E. E. Nobbs, Melissa Lee-Houghton and World Suicide Prevention Day

September 10th is World Suicide Prevention Day organised by the International Association for Suicide Prevention to raise awareness around the globe that suicide can be prevented. After an overwhelming response to my call for poems I am able post up work from a range of poets who have been touched in some way by suicide. To find more information about the day click HERE.

But for now sit back – read the first two poems and watch the film clip…

No one would ever call it suicide

& he didn’t either

but he kept working at the knotted
& punky blocked log from the fallen
worthless spruce, & he rammed
in the rusty, dented wedge, again — kept
at it — banged it with the butt end
of the old axe with the ash handle full of splinters

even when the heart pain struck him hard

— because the damned wedge
was jammed, again
& he wanted to finish
the job —

but couldn’t


E.E. Nobbs lives in Prince Edward Island and is the author of The Invisible Girl . Her day-job involves looking at insects through a microscope. Her still-too-quiet alter ego is Jonny Kane – Space Ship Captain. Follow their adventures at https://ellyfromearth.wordpress.com/ and @ellyfromearth

Love Smitten-Heart

I have bought a knife and I keep it
with me at all times. There is no-one I can call on
when the world turns black.

All night I thought of my cheated heart,
dead on the outside but very much alive in the middle.
I thought of how dearly I would tend to your dead body.

I have dragged people with me who need never have been dragged.
I have tethered people to my imaginary umbilicus.
I am dying cruelly in my love-smitten heart.

Coming out of Liverpool as the sun set
I begged my heart to stop but the train galloped on.
Everywhere I go and with whomever I leave myself wide open.

I write every poem as though it is my last poem,
expecting it to be my last.

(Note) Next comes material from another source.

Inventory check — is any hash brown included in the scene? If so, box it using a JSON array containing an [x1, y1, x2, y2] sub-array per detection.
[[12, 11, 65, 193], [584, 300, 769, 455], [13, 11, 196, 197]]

Often I’m duped into climbing down and living.
When I am unafraid then you really should worry.

I feel my eyes set deeply and painfully in my head.
Music keeps my empathy raw and lubricated, though I don’t care
that I am mortally pierced and will not survive.

I want my heart cold in a cold cage of a body in a cage.
I don’t imagine I will have the opportunity to regret it.
I have reached the very bottom darling and I know that you know it.

Because you won’t touch me I grow colder by the minute.
It is no-one’s fault that I am crawling around blind and dumb.
It is just my lot and I cannot find the strength or the cause to undo it.

So many empty beds.
Beds left alone and
beds climbed out of—your body still fighting the cold there.

I am going to book a hotel room in my own name.
The sun will come through the window when I am no longer there.
The sun will rise until it doesn’t.

The sun will set whether I rise or not.
Do the maths honey, nothing has ever been simpler.
There is constant pain I cannot manage and it won’t go away.

I call your number from the bench on the memorial park,
Pendle mounting fiercely in the background, and all the lights blinking.
Once there was a power-cut and I stared into the closed eye of the dark.

The police came this morning and threatened me.
They said nothing is so bad and they know what people like me do.
The policewoman went upstairs and talked to the kids.

We are all very unhappy because I am lost in the dark and although you call out to me
my sense of direction blind is limited and useless.
I dig down into my hole like a wounded marsupial.

I bring food to my lips and want it and as soon as I taste it I don’t want it.
I come to you to kiss you and hold you but as soon as you are in my arms I back away.
I play a song and half way through I run myself through silence.

The police woman said is there not somewhere else I can go, to someone else.
She said her mother had bipolar and she put her through hell.
I had to bite my lip and look in the other direction.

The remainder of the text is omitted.